Attitudes in the health care system can impact on the level or quality of service available to older persons. Unfortunately, older adults may unfairly be seen as a drain on health care services or too time consuming and difficult to serve.  There may be a tendency for the medical system to normalize health concerns of older persons, i.e. assume a health problem is normal for a person of that age and therefore not worth treating in the same way as it would be treated if the person were younger.

Older persons have a right to the same level and quality of health care services as everyone else and negative attitudes toward older persons and misconceptions about aging should not stand in the way.

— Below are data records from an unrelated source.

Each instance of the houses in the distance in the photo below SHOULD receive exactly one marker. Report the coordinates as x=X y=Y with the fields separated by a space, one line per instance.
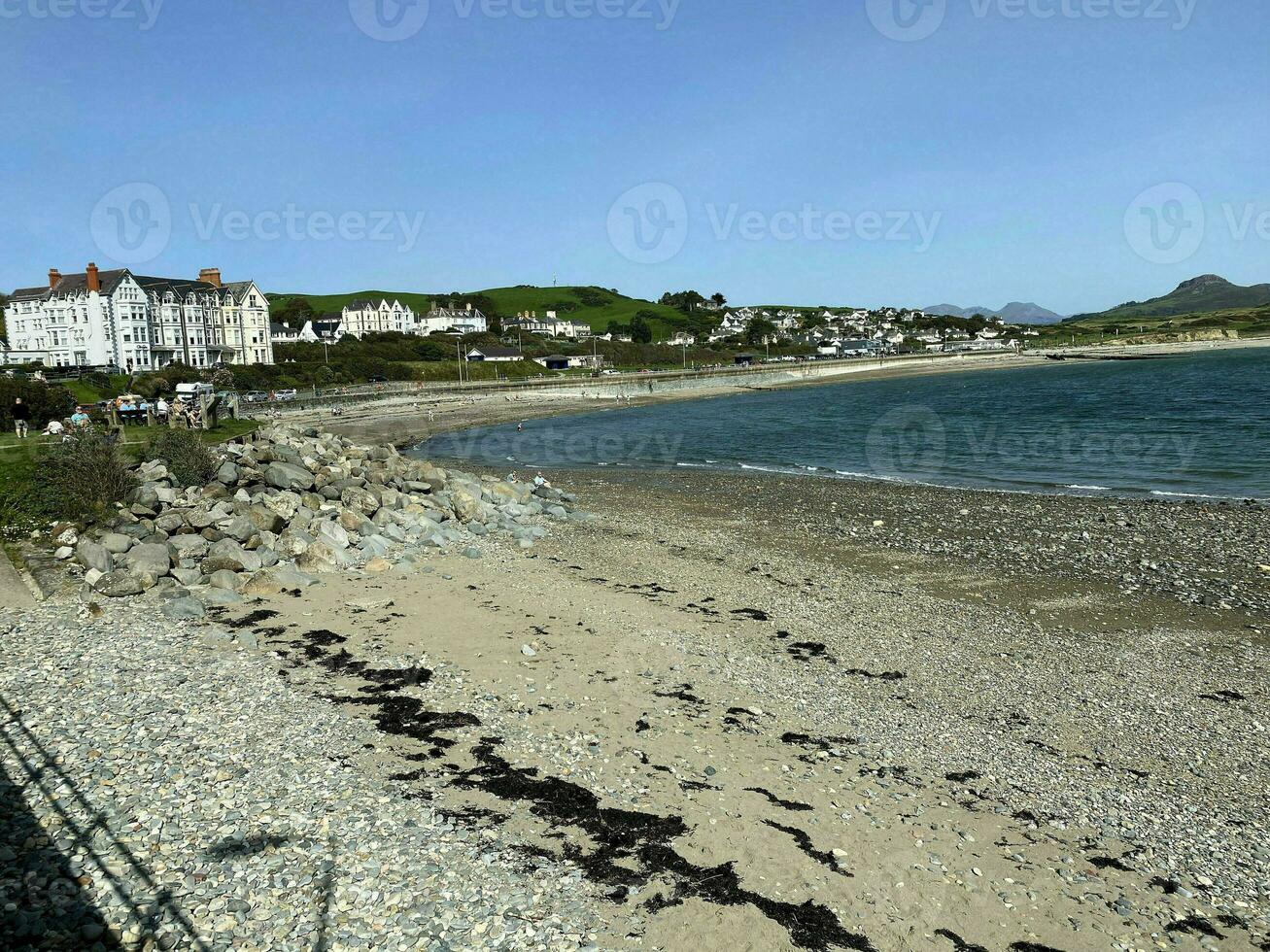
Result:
x=550 y=325
x=495 y=355
x=364 y=317
x=462 y=320
x=137 y=323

Age discrimination in health care and other services can arise as a result of age requirements that are discriminatory.  As well, the Supreme Court of Canada has made it clear that those who are responsible for health care services and other services to the public must take positive steps to ensure that disadvantaged persons benefit equally from those services.  This requires designing services and facilities to be inclusive and barrier-free from the start, for example by ensuring that a health clinic is accessible to older persons and persons with disabilities.  It also means taking special needs into account such as by using good communication techniques with older clients or by providing sign-language interpreters to hospital patients.

Service providers must be particularly mindful about barriers faced by some groups of older persons.  For example, older persons who do not speak English or French may have particular difficulty accessing health care information or communicating with health care providers, culturally or religiously appropriate services may be of concern to certain groups and older gay, lesbian and bisexual persons may face difficulty having their relationships recognized in long term care facilities.